International Journal of Electrical and Computer Engineering (IJECE) Vol 15, No 4: August 2025
Publisher : Institute of Advanced Engineering and Science

Show Abstract | Download Original | Original Source | Check in Google Scholar | DOI: 10.11591/ijece.v15i4.pp3996-4003

Abstract

Distinguishing between the various forms of pneumonia (bacterial, viral, fungal, and normal) using chest X-rays is a major problem in global health. Conventional approaches to pneumonia identification frequently depend on laborious and error-prone manual interpretation. Current machine learning (ML) models, like convolutional neural networks (CNNs), have demonstrated some success, but they frequently fail on jobs requiring multi-class classification or generalization.
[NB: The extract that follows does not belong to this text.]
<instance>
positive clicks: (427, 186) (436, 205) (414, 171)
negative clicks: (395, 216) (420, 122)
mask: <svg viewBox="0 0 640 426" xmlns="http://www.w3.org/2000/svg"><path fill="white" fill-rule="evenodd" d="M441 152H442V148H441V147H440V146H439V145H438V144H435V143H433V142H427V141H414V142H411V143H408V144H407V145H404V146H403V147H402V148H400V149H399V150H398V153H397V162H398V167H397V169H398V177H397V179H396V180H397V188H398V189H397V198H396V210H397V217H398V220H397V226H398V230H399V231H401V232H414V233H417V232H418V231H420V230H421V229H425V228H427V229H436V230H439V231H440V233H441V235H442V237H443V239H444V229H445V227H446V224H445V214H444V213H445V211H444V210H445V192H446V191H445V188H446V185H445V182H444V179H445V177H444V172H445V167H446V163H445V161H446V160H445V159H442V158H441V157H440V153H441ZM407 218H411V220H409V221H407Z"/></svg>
The potential of vision transformer (ViT) models, fine-tuned to address these limitations, is explored. The approach enhances the accuracy of pneumonia classification into four distinct classes by leveraging the attention mechanism in vision transformers (ViTs). Fine-tuning with a tagged chest X-ray dataset improves the algorithm's ability to detect subtle variations in pneumonia types. The findings demonstrate the model's effectiveness in multi-class pneumonia diagnosis, achieving a significant performance improvement with 98% accuracy across the four classes. This work highlights the promise of vision transformers in medical imaging, enabling the development of improved and scalable pneumonia classification methods.